After my first spoonful, I felt a slight tingle in the back of my throat. This happens when I start to eat sometimes, but then I’m fine, I thought. I wanted to be a good guest, so I took another spoonful. Then another. More tingling. I told Paul’s mom the soup was great, but I had a big breakfast and wasn’t that hungry. When I took my bowl to the sink, she asked why I hadn’t touched my glass of milk.
“Oh, I’m allergic to milk,” I said.
“But I put milk in the soup,” she said.
Apparently, cream of tomato soup is not the same as plain old tomato soup.
Stunned, I reached for my backpack, where I kept tissues, my inhaler, and a small bottle of Benadryl. For some reason, I thought two teaspoons of Benadryl would counteract the cup of poison Paul’s mom had unwittingly given me. Denying the gravity of the situation, I told Paul the medicine would kick in and I’d be fine. I didn’t want to alarm anyone, even though my body had already gone into attack mode.

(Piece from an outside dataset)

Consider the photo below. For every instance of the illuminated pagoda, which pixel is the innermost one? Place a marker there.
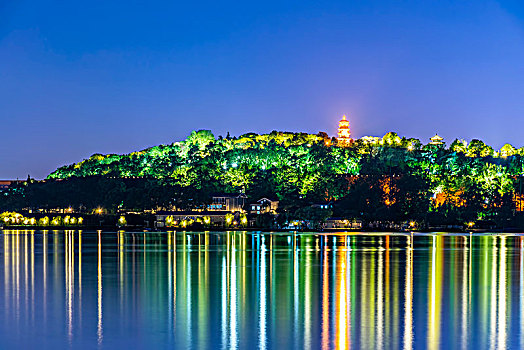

First, there was the uncontrollable sneezing. Then, as if stuck in a vice, my chest began to tighten. My lips swelled. Hives formed around every part of my body that bends—under my arms, between my fingers, behind my knees.
Rather than calling my parents or asking Paul’s mom to drive me home, I decided to walk the two blocks from Paul’s house to mine. This decision wasn’t out of character for me. I didn’t want to bother people or feel like a burden. That day, not asking for help almost killed me.
Out the door I went. It was January and the sidewalks were covered in snow, so I stayed in the street, sneezing my head off. Half a block from home, I started running and almost collapsed. Somehow I made it to my front door, barely able to speak. My mom called 911. The paramedics brought me to the emergency room where a dedicated team of doctors and nurses saved my life.
Thirteen years after the tomato soup incident, I almost died again. Struggling to find a path in life after college, I fell into a deep depression. After months of feeling sad, anxious, and hopeless, I swallowed a bunch of pills and called my mom at work to tell her I was in trouble. She rushed home, as did my father, who drove us to the emergency room where another dedicated team of doctors and nurses saved my life.
In the psych ward the next morning, I was surprised to find a carton of milk on my breakfast tray. Convinced the universe was playing a cruel joke on me, I gave it to a nurse.
“This could kill me,” I said.
The staff probably thought I was paranoid, but I was thinking clearly. Kind words from an ER nurse who cared for me the day before had struck a chord.
“You’re so young,” she said. “You have so much to look forward to.”
I did have a lot to look forward to, and thanks to her, I still do.
I know I’m a sensitive person. I haven’t outgrown my milk allergy and I’m still in treatment for depression. Sometimes I think I’m weak or damaged. In truth, I’m a survivor of two potentially life-threatening medical conditions.
My mom taught me to be kind towards others. With the love and support of family, friends, doctors, nurses, and therapists, I’m learning how to show myself kindness. Dare I say, the milk of human kindness.